Cumhurbaşkanı Recep Tayyip Erdoğan, “Avrupa Birliği (AB), içine düştüğü stratejik körlükten bir an önce kurtulmalı, Rum Kesimi ve Yunanistan tarafından Doğu Akdeniz’de bir ‘koçbaşı’ gibi kullanılmasına müsaade etmemelidir. Doğu Akdeniz’e kıyıdaş tüm bölge ülkelerinin ve Kıbrıs Türklerinin de yer alacağı bir konferans düzenlenmesi önerimiz halen masada duruyor. Muhataplarımızdan, Türkiye’nin uzattığı bu eli havada bırakmamalarını bekliyoruz” dedi.
”Ülkemizin, Antalya sahillerine hapsetmeyi amaçlayan plan ve haritaları kabul etmeyeceğini açıkça dile getirdik” diyen Erdoğan, Tehdit ve şantajlara boyun eğmeyeceğimizi, emperyalist yayılmacılığa izin vermeyeceğimizi muhataplarımıza ifade ettik” diye konuştu.

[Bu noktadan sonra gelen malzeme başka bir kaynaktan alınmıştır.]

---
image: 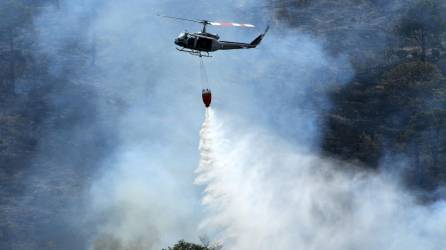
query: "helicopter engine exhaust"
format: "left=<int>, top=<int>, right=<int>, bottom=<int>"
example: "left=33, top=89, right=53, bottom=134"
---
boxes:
left=201, top=89, right=212, bottom=108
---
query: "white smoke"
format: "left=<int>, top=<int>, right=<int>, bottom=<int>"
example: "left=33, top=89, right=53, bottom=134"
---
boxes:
left=196, top=110, right=446, bottom=250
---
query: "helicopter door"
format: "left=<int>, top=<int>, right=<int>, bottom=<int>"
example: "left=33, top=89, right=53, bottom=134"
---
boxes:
left=197, top=37, right=213, bottom=51
left=186, top=36, right=196, bottom=49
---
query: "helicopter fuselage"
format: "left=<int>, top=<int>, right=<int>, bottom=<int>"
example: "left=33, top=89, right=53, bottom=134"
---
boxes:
left=175, top=28, right=268, bottom=56
left=175, top=33, right=221, bottom=52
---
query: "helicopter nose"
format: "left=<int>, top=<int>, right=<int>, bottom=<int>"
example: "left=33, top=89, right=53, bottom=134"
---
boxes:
left=175, top=38, right=181, bottom=46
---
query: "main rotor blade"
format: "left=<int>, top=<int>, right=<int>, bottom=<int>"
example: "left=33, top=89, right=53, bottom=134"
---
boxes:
left=157, top=14, right=203, bottom=23
left=209, top=22, right=256, bottom=28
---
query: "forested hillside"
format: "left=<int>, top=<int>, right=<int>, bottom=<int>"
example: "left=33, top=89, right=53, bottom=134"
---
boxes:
left=273, top=0, right=446, bottom=190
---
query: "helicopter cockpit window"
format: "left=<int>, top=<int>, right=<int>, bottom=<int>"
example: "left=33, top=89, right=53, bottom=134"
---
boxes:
left=178, top=33, right=186, bottom=39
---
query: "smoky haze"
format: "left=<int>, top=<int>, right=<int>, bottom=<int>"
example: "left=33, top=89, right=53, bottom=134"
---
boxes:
left=1, top=0, right=446, bottom=250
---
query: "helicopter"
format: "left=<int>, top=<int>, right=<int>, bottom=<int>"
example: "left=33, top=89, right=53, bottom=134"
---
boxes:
left=158, top=15, right=269, bottom=57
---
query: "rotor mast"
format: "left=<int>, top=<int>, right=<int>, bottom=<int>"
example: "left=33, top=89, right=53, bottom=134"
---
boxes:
left=201, top=20, right=211, bottom=33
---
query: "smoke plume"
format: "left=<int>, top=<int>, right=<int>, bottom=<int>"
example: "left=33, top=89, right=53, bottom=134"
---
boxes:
left=195, top=110, right=446, bottom=250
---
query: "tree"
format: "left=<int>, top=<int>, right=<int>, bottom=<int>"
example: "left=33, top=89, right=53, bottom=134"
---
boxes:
left=398, top=0, right=446, bottom=61
left=163, top=237, right=223, bottom=250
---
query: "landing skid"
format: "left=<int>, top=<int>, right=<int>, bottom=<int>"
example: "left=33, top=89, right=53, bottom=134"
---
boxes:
left=177, top=48, right=212, bottom=57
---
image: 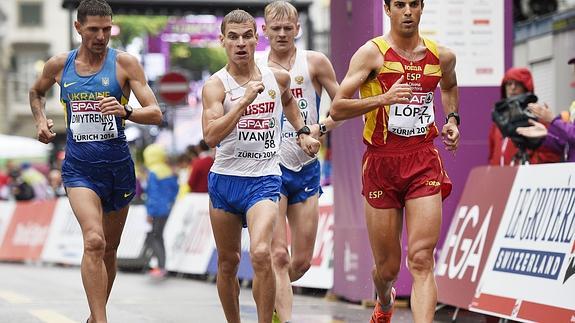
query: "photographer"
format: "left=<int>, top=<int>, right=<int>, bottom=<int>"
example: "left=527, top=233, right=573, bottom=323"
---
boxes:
left=517, top=57, right=575, bottom=162
left=489, top=67, right=561, bottom=166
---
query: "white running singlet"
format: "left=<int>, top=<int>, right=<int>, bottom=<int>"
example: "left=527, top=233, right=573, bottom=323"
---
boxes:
left=211, top=66, right=283, bottom=177
left=258, top=49, right=319, bottom=172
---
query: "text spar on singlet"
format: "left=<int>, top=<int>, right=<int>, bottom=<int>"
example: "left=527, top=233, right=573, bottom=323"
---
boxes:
left=238, top=118, right=277, bottom=141
left=242, top=101, right=276, bottom=116
left=69, top=100, right=117, bottom=142
left=70, top=101, right=115, bottom=124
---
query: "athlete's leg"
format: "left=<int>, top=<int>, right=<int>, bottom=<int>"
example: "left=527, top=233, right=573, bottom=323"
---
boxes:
left=272, top=194, right=293, bottom=322
left=272, top=194, right=319, bottom=322
left=102, top=205, right=129, bottom=300
left=247, top=200, right=279, bottom=323
left=66, top=187, right=108, bottom=322
left=210, top=203, right=242, bottom=323
left=150, top=216, right=168, bottom=270
left=365, top=201, right=402, bottom=306
left=287, top=194, right=319, bottom=282
left=405, top=194, right=441, bottom=322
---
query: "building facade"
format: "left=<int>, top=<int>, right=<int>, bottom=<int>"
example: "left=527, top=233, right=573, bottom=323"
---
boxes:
left=0, top=0, right=72, bottom=137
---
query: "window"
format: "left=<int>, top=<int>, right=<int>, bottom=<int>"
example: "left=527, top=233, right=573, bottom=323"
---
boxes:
left=18, top=2, right=43, bottom=27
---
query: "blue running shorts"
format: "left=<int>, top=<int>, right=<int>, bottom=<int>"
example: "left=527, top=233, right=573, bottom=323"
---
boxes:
left=208, top=172, right=281, bottom=228
left=280, top=160, right=323, bottom=204
left=62, top=158, right=136, bottom=213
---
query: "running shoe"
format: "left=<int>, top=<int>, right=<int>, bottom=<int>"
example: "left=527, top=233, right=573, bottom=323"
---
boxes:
left=369, top=287, right=395, bottom=323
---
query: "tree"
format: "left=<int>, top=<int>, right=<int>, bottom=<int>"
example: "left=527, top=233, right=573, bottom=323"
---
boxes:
left=171, top=43, right=226, bottom=80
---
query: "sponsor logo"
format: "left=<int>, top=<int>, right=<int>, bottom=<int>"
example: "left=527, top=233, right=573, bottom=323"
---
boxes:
left=294, top=75, right=304, bottom=85
left=291, top=87, right=303, bottom=99
left=238, top=118, right=276, bottom=130
left=424, top=181, right=441, bottom=187
left=437, top=205, right=493, bottom=282
left=403, top=65, right=423, bottom=72
left=563, top=255, right=575, bottom=284
left=243, top=101, right=276, bottom=116
left=70, top=101, right=100, bottom=112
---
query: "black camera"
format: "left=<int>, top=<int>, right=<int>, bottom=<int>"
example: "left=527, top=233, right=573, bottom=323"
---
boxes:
left=491, top=92, right=544, bottom=149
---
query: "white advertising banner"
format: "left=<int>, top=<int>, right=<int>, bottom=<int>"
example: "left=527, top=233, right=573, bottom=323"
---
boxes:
left=383, top=0, right=505, bottom=86
left=118, top=205, right=151, bottom=259
left=0, top=201, right=16, bottom=246
left=164, top=193, right=215, bottom=274
left=471, top=163, right=575, bottom=322
left=293, top=186, right=334, bottom=289
left=41, top=197, right=84, bottom=265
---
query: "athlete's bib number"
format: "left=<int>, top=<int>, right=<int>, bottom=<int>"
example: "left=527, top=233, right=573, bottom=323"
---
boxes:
left=388, top=92, right=435, bottom=137
left=235, top=118, right=279, bottom=159
left=70, top=101, right=118, bottom=142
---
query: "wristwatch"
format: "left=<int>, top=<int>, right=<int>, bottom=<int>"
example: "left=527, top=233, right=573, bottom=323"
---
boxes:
left=445, top=112, right=461, bottom=126
left=122, top=104, right=134, bottom=120
left=296, top=126, right=311, bottom=137
left=319, top=123, right=327, bottom=137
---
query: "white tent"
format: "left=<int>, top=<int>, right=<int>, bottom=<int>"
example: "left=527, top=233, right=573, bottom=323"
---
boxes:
left=0, top=134, right=52, bottom=159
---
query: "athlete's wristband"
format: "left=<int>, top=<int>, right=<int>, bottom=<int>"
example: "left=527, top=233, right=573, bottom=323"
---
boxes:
left=122, top=104, right=134, bottom=120
left=296, top=126, right=311, bottom=137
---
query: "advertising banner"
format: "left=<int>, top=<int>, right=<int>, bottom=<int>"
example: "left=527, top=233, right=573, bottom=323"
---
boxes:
left=435, top=166, right=517, bottom=308
left=293, top=186, right=334, bottom=289
left=118, top=205, right=151, bottom=259
left=0, top=200, right=56, bottom=261
left=471, top=163, right=575, bottom=322
left=42, top=197, right=84, bottom=265
left=0, top=201, right=16, bottom=246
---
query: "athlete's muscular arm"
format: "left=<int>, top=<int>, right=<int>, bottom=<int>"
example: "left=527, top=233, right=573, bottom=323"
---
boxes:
left=28, top=54, right=67, bottom=144
left=438, top=46, right=459, bottom=151
left=272, top=68, right=320, bottom=157
left=116, top=53, right=162, bottom=125
left=202, top=76, right=264, bottom=148
left=330, top=41, right=412, bottom=121
left=307, top=51, right=343, bottom=138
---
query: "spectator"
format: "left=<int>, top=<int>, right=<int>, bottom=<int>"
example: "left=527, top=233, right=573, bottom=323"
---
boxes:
left=489, top=67, right=561, bottom=166
left=517, top=57, right=575, bottom=162
left=144, top=144, right=178, bottom=278
left=21, top=162, right=50, bottom=200
left=188, top=139, right=214, bottom=193
left=0, top=170, right=10, bottom=200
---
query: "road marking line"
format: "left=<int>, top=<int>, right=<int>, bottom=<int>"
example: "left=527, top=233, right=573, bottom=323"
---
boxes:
left=0, top=290, right=32, bottom=304
left=30, top=310, right=78, bottom=323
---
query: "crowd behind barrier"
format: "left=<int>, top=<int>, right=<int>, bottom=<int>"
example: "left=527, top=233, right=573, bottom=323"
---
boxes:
left=0, top=163, right=575, bottom=322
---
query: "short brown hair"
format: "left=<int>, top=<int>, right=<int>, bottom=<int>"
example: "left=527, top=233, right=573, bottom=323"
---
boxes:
left=264, top=1, right=299, bottom=23
left=221, top=9, right=258, bottom=35
left=76, top=0, right=112, bottom=24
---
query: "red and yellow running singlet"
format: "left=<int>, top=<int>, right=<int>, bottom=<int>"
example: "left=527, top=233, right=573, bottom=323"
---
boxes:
left=360, top=37, right=441, bottom=150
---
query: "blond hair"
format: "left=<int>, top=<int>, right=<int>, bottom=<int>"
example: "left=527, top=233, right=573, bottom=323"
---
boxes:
left=221, top=9, right=258, bottom=35
left=264, top=1, right=299, bottom=23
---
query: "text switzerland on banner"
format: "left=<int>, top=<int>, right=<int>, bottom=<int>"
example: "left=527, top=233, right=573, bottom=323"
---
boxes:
left=470, top=163, right=575, bottom=322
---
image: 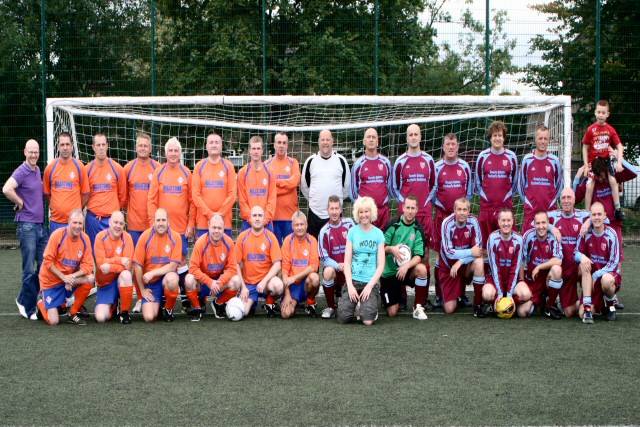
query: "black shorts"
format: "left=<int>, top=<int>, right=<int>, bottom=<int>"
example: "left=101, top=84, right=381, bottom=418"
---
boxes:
left=380, top=273, right=415, bottom=308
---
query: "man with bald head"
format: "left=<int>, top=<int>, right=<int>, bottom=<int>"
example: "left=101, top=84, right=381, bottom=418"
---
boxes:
left=93, top=211, right=134, bottom=325
left=185, top=214, right=242, bottom=322
left=2, top=139, right=47, bottom=320
left=133, top=208, right=182, bottom=322
left=351, top=128, right=393, bottom=230
left=300, top=129, right=351, bottom=238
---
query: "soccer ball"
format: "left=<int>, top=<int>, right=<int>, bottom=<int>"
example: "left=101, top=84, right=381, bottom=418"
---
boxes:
left=225, top=297, right=244, bottom=322
left=496, top=297, right=516, bottom=319
left=393, top=245, right=411, bottom=267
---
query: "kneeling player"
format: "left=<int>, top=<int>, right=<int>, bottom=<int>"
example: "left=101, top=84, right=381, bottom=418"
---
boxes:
left=575, top=202, right=622, bottom=323
left=482, top=208, right=532, bottom=317
left=38, top=209, right=94, bottom=326
left=318, top=195, right=354, bottom=319
left=438, top=198, right=485, bottom=317
left=380, top=195, right=427, bottom=320
left=235, top=206, right=284, bottom=317
left=523, top=212, right=562, bottom=320
left=94, top=211, right=134, bottom=325
left=281, top=211, right=320, bottom=319
left=185, top=214, right=242, bottom=322
left=133, top=208, right=182, bottom=322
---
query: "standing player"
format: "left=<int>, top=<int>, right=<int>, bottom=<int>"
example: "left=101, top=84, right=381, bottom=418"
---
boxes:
left=124, top=133, right=159, bottom=245
left=337, top=197, right=384, bottom=326
left=430, top=133, right=473, bottom=307
left=185, top=214, right=242, bottom=322
left=265, top=132, right=300, bottom=245
left=86, top=133, right=127, bottom=244
left=548, top=188, right=590, bottom=317
left=38, top=209, right=94, bottom=326
left=282, top=211, right=320, bottom=319
left=351, top=128, right=393, bottom=229
left=236, top=206, right=284, bottom=317
left=43, top=132, right=89, bottom=232
left=475, top=121, right=518, bottom=244
left=380, top=195, right=427, bottom=320
left=481, top=208, right=532, bottom=317
left=2, top=139, right=47, bottom=320
left=575, top=202, right=622, bottom=323
left=94, top=211, right=134, bottom=325
left=522, top=211, right=562, bottom=320
left=300, top=129, right=351, bottom=237
left=133, top=208, right=182, bottom=322
left=238, top=136, right=277, bottom=231
left=582, top=99, right=624, bottom=221
left=318, top=195, right=355, bottom=319
left=191, top=132, right=237, bottom=237
left=518, top=126, right=563, bottom=233
left=437, top=197, right=485, bottom=317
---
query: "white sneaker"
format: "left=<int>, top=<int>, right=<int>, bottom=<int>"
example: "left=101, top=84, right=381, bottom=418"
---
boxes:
left=131, top=299, right=142, bottom=313
left=413, top=304, right=428, bottom=320
left=320, top=307, right=336, bottom=319
left=16, top=298, right=29, bottom=319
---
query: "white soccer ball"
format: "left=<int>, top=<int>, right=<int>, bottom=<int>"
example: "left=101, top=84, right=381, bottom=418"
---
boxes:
left=225, top=297, right=244, bottom=322
left=393, top=245, right=411, bottom=266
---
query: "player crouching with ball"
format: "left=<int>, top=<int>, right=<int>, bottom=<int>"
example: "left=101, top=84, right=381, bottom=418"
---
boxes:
left=482, top=208, right=532, bottom=318
left=338, top=197, right=385, bottom=326
left=380, top=196, right=427, bottom=320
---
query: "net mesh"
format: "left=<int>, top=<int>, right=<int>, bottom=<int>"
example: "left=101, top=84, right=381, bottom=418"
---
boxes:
left=47, top=97, right=571, bottom=232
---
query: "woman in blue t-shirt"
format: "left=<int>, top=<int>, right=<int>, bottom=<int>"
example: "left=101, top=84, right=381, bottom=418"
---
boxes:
left=338, top=197, right=385, bottom=326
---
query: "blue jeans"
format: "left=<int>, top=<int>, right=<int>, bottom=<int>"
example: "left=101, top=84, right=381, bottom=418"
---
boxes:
left=16, top=222, right=48, bottom=315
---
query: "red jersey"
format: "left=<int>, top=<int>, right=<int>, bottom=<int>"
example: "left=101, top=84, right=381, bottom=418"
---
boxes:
left=124, top=159, right=159, bottom=231
left=189, top=233, right=237, bottom=287
left=264, top=156, right=300, bottom=221
left=87, top=158, right=127, bottom=217
left=133, top=227, right=182, bottom=274
left=93, top=229, right=134, bottom=286
left=43, top=157, right=89, bottom=224
left=147, top=163, right=195, bottom=234
left=191, top=158, right=237, bottom=230
left=282, top=233, right=320, bottom=276
left=236, top=228, right=282, bottom=285
left=582, top=123, right=622, bottom=163
left=38, top=227, right=93, bottom=289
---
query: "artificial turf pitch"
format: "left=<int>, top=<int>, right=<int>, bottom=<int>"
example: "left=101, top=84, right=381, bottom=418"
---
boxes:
left=0, top=248, right=640, bottom=426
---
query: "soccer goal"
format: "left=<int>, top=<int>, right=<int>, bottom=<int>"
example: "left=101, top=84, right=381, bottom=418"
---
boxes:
left=47, top=96, right=572, bottom=217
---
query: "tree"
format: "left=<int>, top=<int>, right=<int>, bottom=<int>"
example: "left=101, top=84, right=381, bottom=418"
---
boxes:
left=523, top=0, right=640, bottom=157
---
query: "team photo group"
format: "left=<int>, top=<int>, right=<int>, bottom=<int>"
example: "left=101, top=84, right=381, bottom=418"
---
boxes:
left=3, top=101, right=624, bottom=325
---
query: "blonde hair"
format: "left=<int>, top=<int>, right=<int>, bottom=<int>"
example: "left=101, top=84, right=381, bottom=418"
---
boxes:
left=353, top=196, right=378, bottom=224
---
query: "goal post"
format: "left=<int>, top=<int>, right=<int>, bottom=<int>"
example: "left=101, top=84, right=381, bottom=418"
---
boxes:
left=46, top=95, right=572, bottom=221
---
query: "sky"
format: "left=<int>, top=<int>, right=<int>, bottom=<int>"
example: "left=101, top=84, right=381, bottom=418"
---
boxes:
left=428, top=0, right=554, bottom=95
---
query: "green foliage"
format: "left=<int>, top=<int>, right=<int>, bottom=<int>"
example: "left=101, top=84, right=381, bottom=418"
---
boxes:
left=523, top=0, right=640, bottom=157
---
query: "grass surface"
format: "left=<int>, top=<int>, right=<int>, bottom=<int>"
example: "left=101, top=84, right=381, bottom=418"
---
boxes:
left=0, top=248, right=640, bottom=425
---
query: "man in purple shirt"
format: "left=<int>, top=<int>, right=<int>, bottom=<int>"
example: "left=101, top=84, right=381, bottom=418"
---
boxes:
left=351, top=128, right=393, bottom=230
left=2, top=139, right=47, bottom=320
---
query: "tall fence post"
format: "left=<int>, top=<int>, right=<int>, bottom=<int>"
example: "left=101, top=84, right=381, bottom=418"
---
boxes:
left=40, top=0, right=47, bottom=147
left=484, top=0, right=491, bottom=95
left=373, top=0, right=380, bottom=95
left=151, top=0, right=158, bottom=96
left=594, top=0, right=602, bottom=102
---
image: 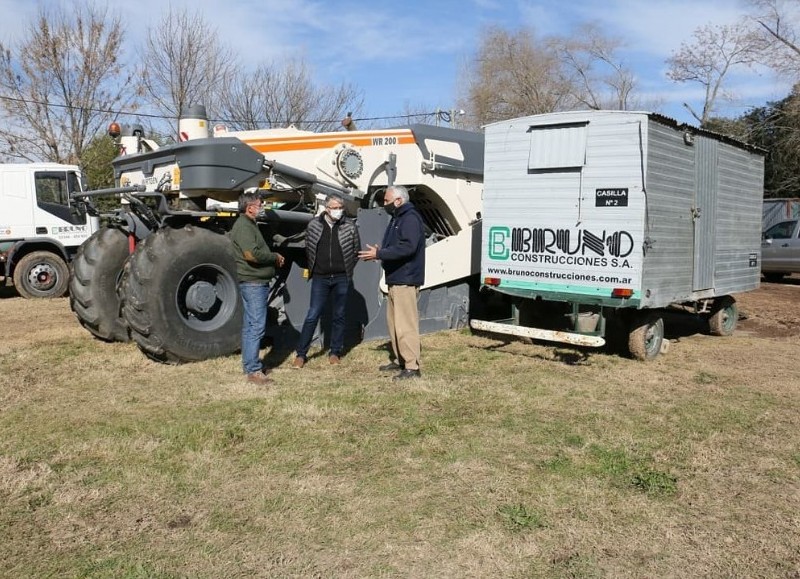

Cumhurbaşkanı Erdoğan, Uluslararası Üniversiteler Konseyi ve Akdeniz Üniversitesi tarafından düzenlenen Doğu Akdeniz Çalıştayı’na videomesaj gönderdi. Doğu Akdeniz’le ilgili meselelerin, Türkiye ile birlikte dünyadaki birçok devletin ve akademik kuruluşun öncelikli gündemini oluşturduğuna işaret eden Erdoğan, Akdeniz’e kıyısı olsun veya olmasın pek çok ülkenin, burada meydana gelen olayları yakından takip ettiğini ve bir şekilde müdahil olmaya çalıştığını söyledi.
Son yıllarda başta enerji olmak üzere Avrupa, Afrika ve Ortadoğu eksenli tüm tartışmaların odağında Doğu Akdeniz’in yer aldığını dile getiren Erdoğan, “Kamuoyuna yansıyan kimi bilimsel araştırmalar, bölgedeki çıkarılabilir doğal gaz miktarının 3,5 trilyon ile 10 trilyon metreküp arasında olduğunu ifade etmektedir. Aynı şekilde bölgede 1,5 ila 3,5 milyar varil civarında petrol rezervinin mevcut olduğu hesaplanmaktadır” bilgisini paylaştı.
‘TÜRKİYE’NİN GELİŞMELERİ TRİBÜNDEN İZLEMESİ MÜMKÜN DEĞİLDİR’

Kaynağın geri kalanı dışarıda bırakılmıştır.